Wagner Günter P, Fried Claudia, Prohaska Sonja J, Stadler Peter F
Department of Ecology and Evolutionary Biology Yale University, New Haven, Connecticut, USA.
Mol Biol Evol. 2004 Nov;21(11):2116-21. doi: 10.1093/molbev/msh221. Epub 2004 Jul 28.
In many eukaryotic genomes only a small fraction of the DNA codes for proteins, but the non-protein coding DNA harbors important genetic elements directing the development and the physiology of the organisms, like promoters, enhancers, insulators, and micro-RNA genes. The molecular evolution of these genetic elements is difficult to study because their functional significance is hard to deduce from sequence information alone. Here we propose an approach to the study of the rate of evolution of functional non-coding sequences at a macro-evolutionary scale. We identify functionally important non-coding sequences as Conserved Non-Coding Nucleotide (CNCN) sequences from the comparison of two outgroup species. The CNCN sequences so identified are then compared to their homologous sequences in a pair of ingroup species, and we monitor the degree of modification these sequences suffered in the two ingroup lineages. We propose a method to test for rate differences in the modification of CNCN sequences among the two ingroup lineages, as well as a method to estimate their rate of modification. We apply this method to the full sequences of the HoxA clusters from six gnathostome species: a shark, Heterodontus francisci; a basal ray finned fish, Polypterus senegalus; the amphibian, Xenopus tropicalis; as well as three mammalian species, human, rat and mouse. The results show that the evolutionary rate of CNCN sequences is not distinguishable among the three mammalian lineages, while the Xenopus lineage has a significantly increased rate of evolution. Furthermore the estimates of the rate parameters suggest that in the stem lineage of mammals the rate of CNCN sequence evolution was more than twice the rate observed within the placental amniotes clade, suggesting a high rate of evolution of cis-regulatory elements during the origin of amniotes and mammals. We conclude that the proposed methods can be used for testing hypotheses about the rate and pattern of evolution of putative cis-regulatory elements.
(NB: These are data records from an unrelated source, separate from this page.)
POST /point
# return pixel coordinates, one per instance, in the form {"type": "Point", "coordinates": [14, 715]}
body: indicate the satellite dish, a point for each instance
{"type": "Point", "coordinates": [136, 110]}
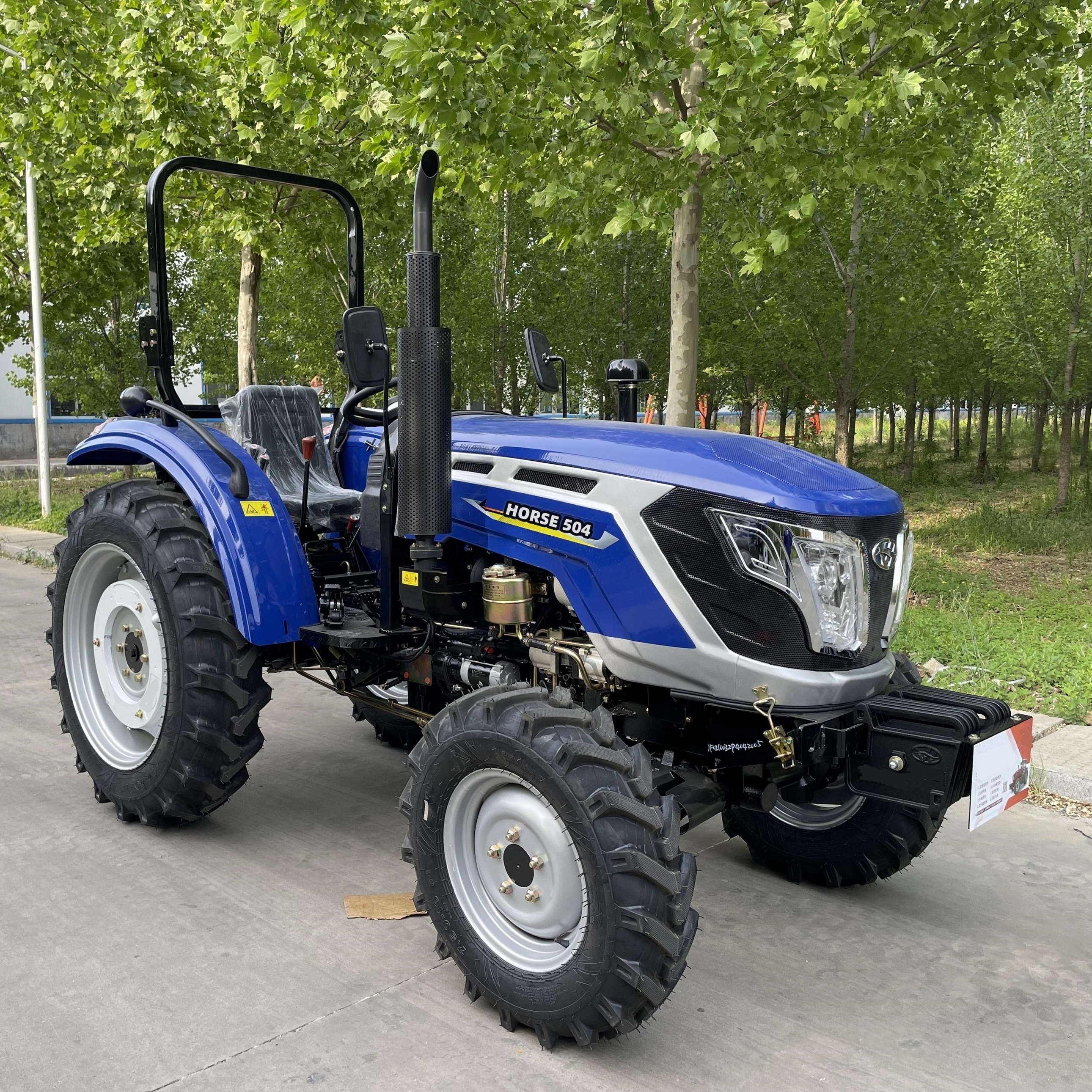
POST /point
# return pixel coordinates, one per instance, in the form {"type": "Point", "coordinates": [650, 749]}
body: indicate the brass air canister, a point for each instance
{"type": "Point", "coordinates": [506, 595]}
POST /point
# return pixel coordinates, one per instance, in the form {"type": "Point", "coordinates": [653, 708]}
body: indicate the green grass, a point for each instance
{"type": "Point", "coordinates": [21, 508]}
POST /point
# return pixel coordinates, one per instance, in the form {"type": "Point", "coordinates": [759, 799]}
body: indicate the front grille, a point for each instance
{"type": "Point", "coordinates": [753, 619]}
{"type": "Point", "coordinates": [569, 482]}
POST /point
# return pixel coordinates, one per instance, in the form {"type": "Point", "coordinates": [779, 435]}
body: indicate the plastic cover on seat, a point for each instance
{"type": "Point", "coordinates": [275, 420]}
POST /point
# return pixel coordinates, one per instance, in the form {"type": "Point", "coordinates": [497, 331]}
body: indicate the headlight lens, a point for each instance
{"type": "Point", "coordinates": [825, 572]}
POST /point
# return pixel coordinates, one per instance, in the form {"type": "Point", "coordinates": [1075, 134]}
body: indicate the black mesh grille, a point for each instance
{"type": "Point", "coordinates": [754, 619]}
{"type": "Point", "coordinates": [569, 482]}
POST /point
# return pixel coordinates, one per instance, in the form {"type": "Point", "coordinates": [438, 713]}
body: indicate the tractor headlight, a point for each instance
{"type": "Point", "coordinates": [825, 572]}
{"type": "Point", "coordinates": [901, 587]}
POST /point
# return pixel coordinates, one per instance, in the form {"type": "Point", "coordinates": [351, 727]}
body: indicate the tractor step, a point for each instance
{"type": "Point", "coordinates": [356, 632]}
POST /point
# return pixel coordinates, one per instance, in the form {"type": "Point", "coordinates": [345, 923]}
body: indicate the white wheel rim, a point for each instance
{"type": "Point", "coordinates": [534, 934]}
{"type": "Point", "coordinates": [115, 657]}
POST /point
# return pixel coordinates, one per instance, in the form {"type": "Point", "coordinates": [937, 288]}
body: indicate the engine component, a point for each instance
{"type": "Point", "coordinates": [506, 595]}
{"type": "Point", "coordinates": [473, 674]}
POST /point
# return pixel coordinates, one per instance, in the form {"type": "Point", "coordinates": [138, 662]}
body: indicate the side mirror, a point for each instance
{"type": "Point", "coordinates": [364, 353]}
{"type": "Point", "coordinates": [542, 361]}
在许多真核生物基因组中,只有一小部分DNA编码蛋白质,但非蛋白质编码DNA包含指导生物体发育和生理的重要遗传元件,如启动子、增强子、绝缘子和微小RNA基因。这些遗传元件的分子进化很难研究,因为仅从序列信息很难推断出它们的功能意义。在这里,我们提出了一种在宏观进化尺度上研究功能性非编码序列进化速率的方法。我们通过比较两个外类群物种,将功能重要的非编码序列鉴定为保守非编码核苷酸(CNCN)序列。然后将如此鉴定出的CNCN序列与其在一对内类群物种中的同源序列进行比较,并监测这些序列在两个内类群谱系中发生修饰的程度。我们提出了一种方法来测试两个内类群谱系中CNCN序列修饰的速率差异,以及一种估计其修饰速率的方法。我们将这种方法应用于六种有颌类物种的HoxA簇的完整序列:一种鲨鱼,宽纹虎鲨;一种基干硬骨鱼,塞内加尔多鳍鱼;两栖动物,热带爪蟾;以及三种哺乳动物物种,人类、大鼠和小鼠。结果表明,在三个哺乳动物谱系中,CNCN序列的进化速率没有差异,而爪蟾谱系的进化速率显著增加。此外,速率参数的估计表明,在哺乳动物的干群谱系中,CNCN序列进化速率是胎盘羊膜类分支内观察到的速率的两倍多,这表明在羊膜动物和哺乳动物起源期间,顺式调控元件的进化速率很高。我们得出结论,所提出的方法可用于检验关于假定顺式调控元件进化速率和模式的假设。